Verde, Steinberg Pontell, LLC, New York, N.Y. (Steven Pontell of counsel), for appellant.
Thoms M. Bona, P.C., White Plains, N.Y. (James C. Miller and Michael Flake of counsel), for respondent.
Before Fisher, J.P., Covello, Angiolillo and Leventhal, JJ., concur.
Ordered that the order is affirmed, with costs.

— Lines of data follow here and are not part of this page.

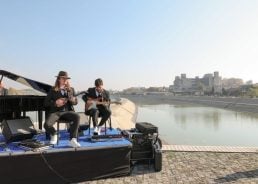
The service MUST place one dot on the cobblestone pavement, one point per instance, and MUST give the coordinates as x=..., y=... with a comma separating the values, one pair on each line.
x=194, y=167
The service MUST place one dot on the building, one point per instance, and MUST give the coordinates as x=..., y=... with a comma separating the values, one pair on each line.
x=209, y=84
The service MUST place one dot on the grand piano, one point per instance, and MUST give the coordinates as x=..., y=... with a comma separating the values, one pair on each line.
x=16, y=106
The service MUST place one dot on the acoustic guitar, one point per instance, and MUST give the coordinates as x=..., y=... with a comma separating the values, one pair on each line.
x=92, y=103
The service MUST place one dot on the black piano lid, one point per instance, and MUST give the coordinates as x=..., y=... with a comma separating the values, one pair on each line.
x=42, y=87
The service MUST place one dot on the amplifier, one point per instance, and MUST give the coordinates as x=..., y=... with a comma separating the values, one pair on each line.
x=18, y=129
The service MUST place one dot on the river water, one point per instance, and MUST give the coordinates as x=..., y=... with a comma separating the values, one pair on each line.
x=196, y=125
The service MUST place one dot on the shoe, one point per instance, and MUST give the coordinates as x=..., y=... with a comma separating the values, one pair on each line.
x=53, y=139
x=73, y=143
x=96, y=131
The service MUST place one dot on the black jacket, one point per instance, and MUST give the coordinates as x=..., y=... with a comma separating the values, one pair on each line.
x=3, y=92
x=50, y=101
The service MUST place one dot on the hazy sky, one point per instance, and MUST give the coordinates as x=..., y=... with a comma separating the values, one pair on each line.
x=129, y=42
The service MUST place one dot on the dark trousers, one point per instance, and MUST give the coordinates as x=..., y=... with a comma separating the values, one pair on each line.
x=68, y=116
x=102, y=111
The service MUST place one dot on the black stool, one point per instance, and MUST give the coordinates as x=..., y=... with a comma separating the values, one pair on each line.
x=57, y=130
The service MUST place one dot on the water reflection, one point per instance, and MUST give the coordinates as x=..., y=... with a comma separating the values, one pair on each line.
x=196, y=125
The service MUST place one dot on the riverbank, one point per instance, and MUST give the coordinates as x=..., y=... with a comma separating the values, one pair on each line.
x=248, y=105
x=194, y=167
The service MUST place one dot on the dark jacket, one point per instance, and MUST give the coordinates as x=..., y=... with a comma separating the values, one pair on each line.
x=3, y=92
x=91, y=93
x=50, y=101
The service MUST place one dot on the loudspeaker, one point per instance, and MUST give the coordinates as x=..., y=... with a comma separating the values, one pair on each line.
x=18, y=129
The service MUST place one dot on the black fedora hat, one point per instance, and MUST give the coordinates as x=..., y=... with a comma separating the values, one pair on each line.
x=63, y=74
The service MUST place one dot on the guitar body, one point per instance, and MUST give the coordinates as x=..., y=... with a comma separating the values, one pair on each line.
x=92, y=103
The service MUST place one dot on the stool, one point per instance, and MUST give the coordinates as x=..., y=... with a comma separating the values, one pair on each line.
x=109, y=121
x=57, y=131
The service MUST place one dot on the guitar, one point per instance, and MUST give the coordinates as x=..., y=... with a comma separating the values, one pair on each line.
x=92, y=103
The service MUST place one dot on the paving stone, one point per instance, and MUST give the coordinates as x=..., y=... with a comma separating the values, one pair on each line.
x=194, y=167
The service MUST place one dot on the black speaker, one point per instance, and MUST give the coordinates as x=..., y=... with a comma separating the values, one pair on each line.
x=18, y=129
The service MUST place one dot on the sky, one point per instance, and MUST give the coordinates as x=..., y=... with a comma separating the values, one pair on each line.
x=129, y=42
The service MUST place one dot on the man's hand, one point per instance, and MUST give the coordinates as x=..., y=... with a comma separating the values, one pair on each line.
x=61, y=102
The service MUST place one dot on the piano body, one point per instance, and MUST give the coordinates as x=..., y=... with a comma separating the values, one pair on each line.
x=16, y=106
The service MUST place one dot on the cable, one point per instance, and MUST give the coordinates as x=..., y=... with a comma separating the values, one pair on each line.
x=53, y=170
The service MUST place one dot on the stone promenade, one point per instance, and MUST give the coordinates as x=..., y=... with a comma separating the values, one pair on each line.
x=194, y=167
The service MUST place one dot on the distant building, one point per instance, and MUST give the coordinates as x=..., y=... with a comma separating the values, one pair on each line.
x=232, y=83
x=208, y=84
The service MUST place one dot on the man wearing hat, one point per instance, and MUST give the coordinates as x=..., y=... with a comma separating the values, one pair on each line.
x=59, y=103
x=3, y=90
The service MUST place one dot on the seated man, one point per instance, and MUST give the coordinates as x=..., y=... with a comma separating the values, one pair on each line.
x=3, y=90
x=97, y=105
x=59, y=102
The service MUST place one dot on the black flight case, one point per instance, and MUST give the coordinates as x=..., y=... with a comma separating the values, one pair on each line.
x=146, y=144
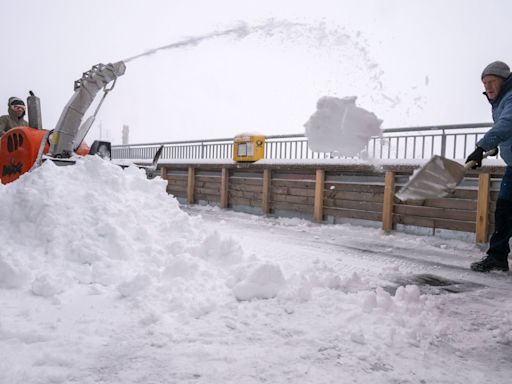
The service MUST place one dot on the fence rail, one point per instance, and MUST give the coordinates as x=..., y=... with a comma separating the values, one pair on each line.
x=452, y=141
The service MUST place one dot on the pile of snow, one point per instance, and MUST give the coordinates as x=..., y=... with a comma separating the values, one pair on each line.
x=95, y=223
x=103, y=278
x=339, y=126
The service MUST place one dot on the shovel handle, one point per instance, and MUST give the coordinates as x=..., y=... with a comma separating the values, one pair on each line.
x=472, y=163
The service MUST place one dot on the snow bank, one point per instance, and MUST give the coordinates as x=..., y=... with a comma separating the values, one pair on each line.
x=95, y=223
x=339, y=126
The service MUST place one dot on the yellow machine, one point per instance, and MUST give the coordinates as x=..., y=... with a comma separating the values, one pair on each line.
x=248, y=148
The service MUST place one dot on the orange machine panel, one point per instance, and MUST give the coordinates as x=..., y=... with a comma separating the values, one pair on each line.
x=18, y=151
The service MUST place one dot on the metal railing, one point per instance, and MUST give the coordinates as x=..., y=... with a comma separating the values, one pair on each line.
x=452, y=141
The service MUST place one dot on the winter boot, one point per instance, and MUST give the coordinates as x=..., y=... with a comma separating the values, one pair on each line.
x=488, y=264
x=497, y=254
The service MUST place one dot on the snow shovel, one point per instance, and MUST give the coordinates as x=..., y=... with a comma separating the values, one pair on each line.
x=436, y=179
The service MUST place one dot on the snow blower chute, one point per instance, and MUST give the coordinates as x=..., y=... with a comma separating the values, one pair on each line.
x=24, y=148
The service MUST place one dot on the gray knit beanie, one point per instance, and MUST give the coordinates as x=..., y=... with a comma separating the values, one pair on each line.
x=497, y=68
x=15, y=101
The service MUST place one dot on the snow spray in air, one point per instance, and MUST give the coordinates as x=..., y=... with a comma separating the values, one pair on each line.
x=339, y=126
x=239, y=32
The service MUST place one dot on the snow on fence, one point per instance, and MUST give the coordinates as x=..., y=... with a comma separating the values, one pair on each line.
x=452, y=141
x=338, y=193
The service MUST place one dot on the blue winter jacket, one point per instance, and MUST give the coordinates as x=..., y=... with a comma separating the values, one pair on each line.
x=500, y=133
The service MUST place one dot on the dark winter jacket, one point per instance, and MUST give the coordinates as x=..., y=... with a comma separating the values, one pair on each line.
x=501, y=132
x=10, y=121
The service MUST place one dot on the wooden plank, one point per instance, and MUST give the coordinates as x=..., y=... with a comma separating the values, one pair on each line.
x=243, y=201
x=290, y=207
x=357, y=196
x=456, y=225
x=190, y=185
x=351, y=187
x=240, y=187
x=209, y=191
x=163, y=173
x=469, y=205
x=319, y=195
x=206, y=197
x=265, y=194
x=353, y=214
x=304, y=184
x=387, y=208
x=482, y=209
x=224, y=188
x=246, y=181
x=434, y=213
x=245, y=194
x=207, y=179
x=352, y=204
x=293, y=199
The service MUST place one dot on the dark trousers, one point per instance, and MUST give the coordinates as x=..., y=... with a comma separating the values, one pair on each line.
x=499, y=244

The plaintiff allegedly was injured when she tripped and fell over a flatbed shopping cart in one of the aisles of the defendant's store. The cart was painted bright orange, was approximately four feet long and two to three feet wide, had a six-inch-high bed with a handle at one end, and was available for use by both customers and employees. On its motion for summary judgment dismissing the complaint, the defendant established that the shopping cart in the aisle was "both open and obvious and . . . not inherently dangerous" (Cupo v Karfunkel, 1 AD3d 48, 52; see Bernth v King Kullen Grocery Co., Inc., 36 AD3d 844; Espinoza v Hemar Supermarket, Inc., 43 AD3d 855). In opposition, the plaintiff failed to raise a triable issue of fact ( see Bernth v King Kullen Grocery Co., Inc., 36 AD3d 844). Accordingly, the Supreme Court properly granted the defendant's motion for summary judgment dismissing the complaint.
The plaintiffs remaining contentions are without merit.